Apesar do recuo na quantidade de produto enviado ao exterior, a valorização do grão no mercado internacional sustentou a receita cambial do país. O faturamento com as vendas externas teve uma leve oscilação negativa de apenas 1%, totalizando US$ 14,595 bilhões. O montante representa o segundo melhor desempenho de faturamento da série histórica do setor cafeeiro, superado apenas pelo recorde da temporada 2024/25.
Os dados estatísticos foram divulgados nesta quarta-feira (15) pelo Conselho dos Exportadores de Café do Brasil (Cecafé). O encerramento do ciclo contou com o embarque de 3,060 milhões de sacas em junho de 2026, gerando um faturamento de US$ 972,8 milhões (alta de 16,9% em volume e queda de 6% em receita ante o mesmo mês de 2025).
Gargalos logísticos e tarifas dos Estados Unidos
Com o resultado de junho, o primeiro semestre de 2026 fechou com 17,831 milhões de sacas exportadas — retração de 8,3% na comparação com o intervalo de janeiro a junho do ano anterior. A receita acumulada nos primeiros seis meses do ano ficou em US$ 6,534 bilhões (queda de 13,3%).
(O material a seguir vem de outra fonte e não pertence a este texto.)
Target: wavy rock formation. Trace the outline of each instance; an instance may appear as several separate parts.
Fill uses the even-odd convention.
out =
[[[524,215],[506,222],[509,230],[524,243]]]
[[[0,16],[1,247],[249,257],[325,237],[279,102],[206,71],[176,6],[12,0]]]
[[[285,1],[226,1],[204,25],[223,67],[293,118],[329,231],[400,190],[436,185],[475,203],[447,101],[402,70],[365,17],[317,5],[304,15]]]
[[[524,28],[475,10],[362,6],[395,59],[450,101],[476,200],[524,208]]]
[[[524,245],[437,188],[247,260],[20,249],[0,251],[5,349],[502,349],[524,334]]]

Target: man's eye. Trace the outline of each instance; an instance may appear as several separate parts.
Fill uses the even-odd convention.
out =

Segundo o presidente do conselho do Cecafé, Márcio Ferreira, a redução no ritmo de vendas já era esperada devido à menor disponibilidade física de café nos estoques reguladores após as exportações recordes de 2024, além de quebras parciais provocadas por adversidades climáticas na safra de 2025.
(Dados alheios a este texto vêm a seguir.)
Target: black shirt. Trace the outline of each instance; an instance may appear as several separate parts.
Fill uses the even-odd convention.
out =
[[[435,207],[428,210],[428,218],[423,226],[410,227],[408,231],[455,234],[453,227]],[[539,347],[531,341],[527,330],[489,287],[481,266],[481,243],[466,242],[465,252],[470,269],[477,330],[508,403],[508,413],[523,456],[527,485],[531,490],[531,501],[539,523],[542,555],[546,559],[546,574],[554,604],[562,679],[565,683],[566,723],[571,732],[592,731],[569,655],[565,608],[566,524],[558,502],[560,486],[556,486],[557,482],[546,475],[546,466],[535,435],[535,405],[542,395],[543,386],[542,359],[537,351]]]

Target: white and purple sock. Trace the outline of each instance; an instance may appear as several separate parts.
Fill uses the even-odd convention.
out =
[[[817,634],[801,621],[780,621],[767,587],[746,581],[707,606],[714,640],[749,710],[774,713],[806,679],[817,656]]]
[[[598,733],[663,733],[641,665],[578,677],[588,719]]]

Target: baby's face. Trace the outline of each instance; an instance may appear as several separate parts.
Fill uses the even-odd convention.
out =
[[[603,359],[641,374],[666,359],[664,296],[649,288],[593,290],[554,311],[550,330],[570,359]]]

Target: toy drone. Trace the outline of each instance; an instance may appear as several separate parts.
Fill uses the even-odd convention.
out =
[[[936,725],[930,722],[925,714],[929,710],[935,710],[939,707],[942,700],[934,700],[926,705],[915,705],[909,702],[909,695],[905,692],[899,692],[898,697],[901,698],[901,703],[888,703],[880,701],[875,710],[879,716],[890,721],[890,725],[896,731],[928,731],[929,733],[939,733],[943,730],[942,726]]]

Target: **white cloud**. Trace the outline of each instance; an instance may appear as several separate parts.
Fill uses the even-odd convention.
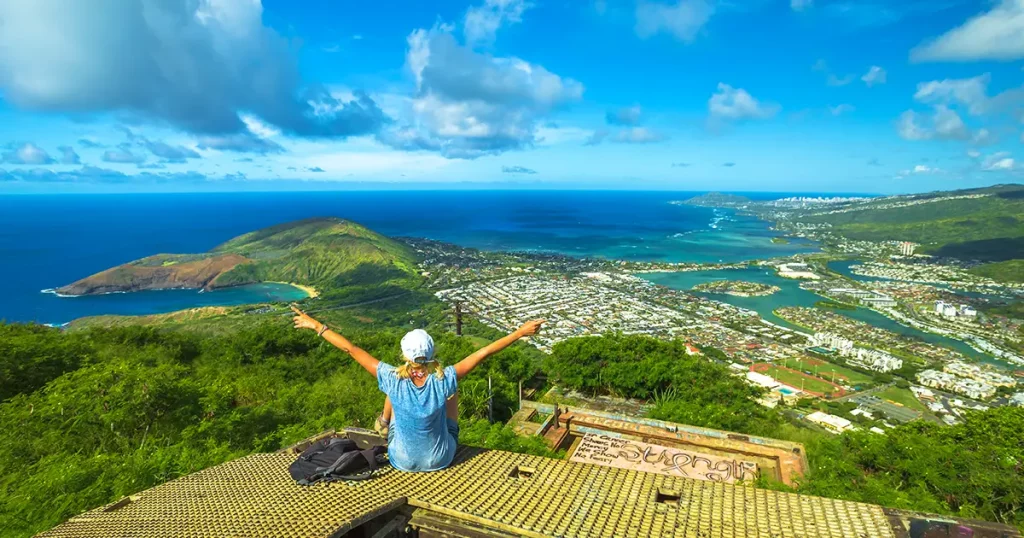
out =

O executivo apontou ainda que os problemas estruturais nos portos brasileiros pesaram no resultado.
"Com infraestrutura defasada nos principais portos do Brasil, vimos pátios abarrotados e muitos atrasos na saída dos navios ao exterior, o que impossibilitou o embarque de centenas de milhares de sacas e gerou prejuízos milionários aos exportadores", comentou Ferreira.
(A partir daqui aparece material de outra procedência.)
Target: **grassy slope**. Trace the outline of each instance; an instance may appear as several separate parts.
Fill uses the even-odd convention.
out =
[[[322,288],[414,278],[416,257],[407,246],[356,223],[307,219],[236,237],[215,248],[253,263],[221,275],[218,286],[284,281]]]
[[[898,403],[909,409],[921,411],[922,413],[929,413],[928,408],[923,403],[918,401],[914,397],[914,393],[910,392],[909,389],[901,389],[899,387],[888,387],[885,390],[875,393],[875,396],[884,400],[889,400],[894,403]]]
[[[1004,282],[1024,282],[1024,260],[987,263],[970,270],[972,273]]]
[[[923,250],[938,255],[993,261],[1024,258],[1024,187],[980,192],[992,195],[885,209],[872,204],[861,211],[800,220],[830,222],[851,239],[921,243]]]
Outro fator determinante para o freio no comércio foi o tarifaço de 50% imposto provisoriamente pelos Estados Unidos ao café brasileiro por quase quatro meses. Durante a vigência da sobretaxa (de 6 de agosto a 21 de novembro do ano passado), os embarques para o mercado norte-americano despencaram 54,9% em relação ao mesmo período de 2024.
Embora as taxas tenham sido retiradas sobre a maior parte do produto nacional, o ritmo das vendas ainda não se normalizou completamente em decorrência de incertezas na política comercial americana.
Produtores capitalizados e preço recorde da saca
A postura comercial dos cafeicultores também influenciou a dinâmica do ano-safra. Capitalizados devido aos bons preços obtidos nos anos anteriores, os produtores puderam dosar a oferta e negociar os lotes remanescentes de forma pausada durante o período de entressafra, priorizando as melhores janelas de preços.
A sustentação do faturamento do país ocorreu devido ao valor unitário de venda. O preço médio do café brasileiro exportado na safra alcançou US$ 379,48 por saca, o maior valor nominal já registrado na história e um avanço de 17,4% em relação ao período anterior.
Para o novo ano-safra, que se inicia neste mês de julho de 2026, o mercado segue em compasso de espera para avaliar os resultados finais da colheita da variedade arábica e medir os impactos que as chuvas recentes causaram na qualidade do grão.